The PlusBus zone data comes from PlusBus – so please don’t try to change it.  
If you think it is wrong, then let me know and I will ask PlusBus to review the 
information.

 

Roger

 

From: talk-transit-boun...@openstreetmap.org 
[mailto:talk-transit-boun...@openstreetmap.org] On Behalf Of Jerry Clough - OSM
Sent: 05 August 2009 15:31
To: talk-transit@openstreetmap.org
Subject: [Talk-transit] NAPTAN Import: Plus-bus Zones

 

I've had a quick look at a couple of the PlusBusZones (once inadvertently, as 
the name is rendering 
inappropriately on the Mapnik map): Nottingham and Maidenhead.
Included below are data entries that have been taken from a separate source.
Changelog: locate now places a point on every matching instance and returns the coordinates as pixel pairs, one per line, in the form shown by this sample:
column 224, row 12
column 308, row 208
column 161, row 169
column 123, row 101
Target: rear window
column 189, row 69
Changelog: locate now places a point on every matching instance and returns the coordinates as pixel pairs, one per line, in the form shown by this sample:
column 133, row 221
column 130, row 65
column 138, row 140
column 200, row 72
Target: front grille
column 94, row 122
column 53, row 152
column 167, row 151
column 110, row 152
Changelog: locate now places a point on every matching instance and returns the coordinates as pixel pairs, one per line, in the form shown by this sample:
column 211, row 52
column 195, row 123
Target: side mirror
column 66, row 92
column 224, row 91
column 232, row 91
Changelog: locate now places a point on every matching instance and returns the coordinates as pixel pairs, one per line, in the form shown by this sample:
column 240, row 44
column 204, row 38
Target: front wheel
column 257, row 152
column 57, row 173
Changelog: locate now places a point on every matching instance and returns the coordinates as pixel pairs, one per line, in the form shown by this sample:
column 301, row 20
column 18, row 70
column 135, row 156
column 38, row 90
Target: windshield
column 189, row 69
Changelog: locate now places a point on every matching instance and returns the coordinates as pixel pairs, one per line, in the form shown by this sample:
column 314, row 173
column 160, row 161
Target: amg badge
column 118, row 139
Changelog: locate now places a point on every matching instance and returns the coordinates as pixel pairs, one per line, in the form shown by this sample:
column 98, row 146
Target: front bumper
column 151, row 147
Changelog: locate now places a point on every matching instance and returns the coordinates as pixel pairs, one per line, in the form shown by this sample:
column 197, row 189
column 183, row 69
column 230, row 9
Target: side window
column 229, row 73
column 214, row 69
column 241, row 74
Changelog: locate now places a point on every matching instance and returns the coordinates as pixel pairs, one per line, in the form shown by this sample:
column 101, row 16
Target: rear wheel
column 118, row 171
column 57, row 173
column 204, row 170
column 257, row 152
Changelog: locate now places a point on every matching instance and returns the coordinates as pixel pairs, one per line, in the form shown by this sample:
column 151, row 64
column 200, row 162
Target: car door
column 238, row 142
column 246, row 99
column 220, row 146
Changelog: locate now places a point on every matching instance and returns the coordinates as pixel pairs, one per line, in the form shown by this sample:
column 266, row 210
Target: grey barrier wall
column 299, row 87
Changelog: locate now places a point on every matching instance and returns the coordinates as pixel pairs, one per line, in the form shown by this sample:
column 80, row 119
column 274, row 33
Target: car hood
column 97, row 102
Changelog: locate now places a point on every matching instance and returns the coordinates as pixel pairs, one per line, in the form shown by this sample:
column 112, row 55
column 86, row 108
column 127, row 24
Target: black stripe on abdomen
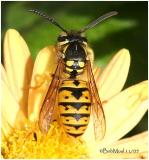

In both cases 
boundaries are only 
approximate, and appear to be delimited by bus stops rather than routes (e.g., 
service 6 in Maidenhead travels 
along A308, and through the Pinkneys Green area, but AFAIK does not stop). The 
Nottingham one is of particular 
interest to me as the available literature shows an extremely fuzzy map with no 
indications of the precise limits of 
the zone. 

On the routes where I know the limit of the city-wide tickets (CityRider, 
Kangaroo) the edges of the zone are from 
100-200 metres out. I wonder how we can improve this mapping in OSM. For 
instance I could ensure that the 
PlusBus zone polygon shared nodes with the bus stops at the Blue 
 
 Bell, Attenborough, and the 
Sherwin 

  Arms, Bramcote. There is one other issue: the Nottingham Tram (NET) extends 
to Hucknall, 
and I think the relevant tram stops are included in the PlusBus scheme, but 
buses are not. The Kangaroo
 includes the tram and also train services between Hucknall, Attenborough, 
Carlton and Nottingham.

Jerry
SK53

PS. First posting to list, so formatting might be an issue.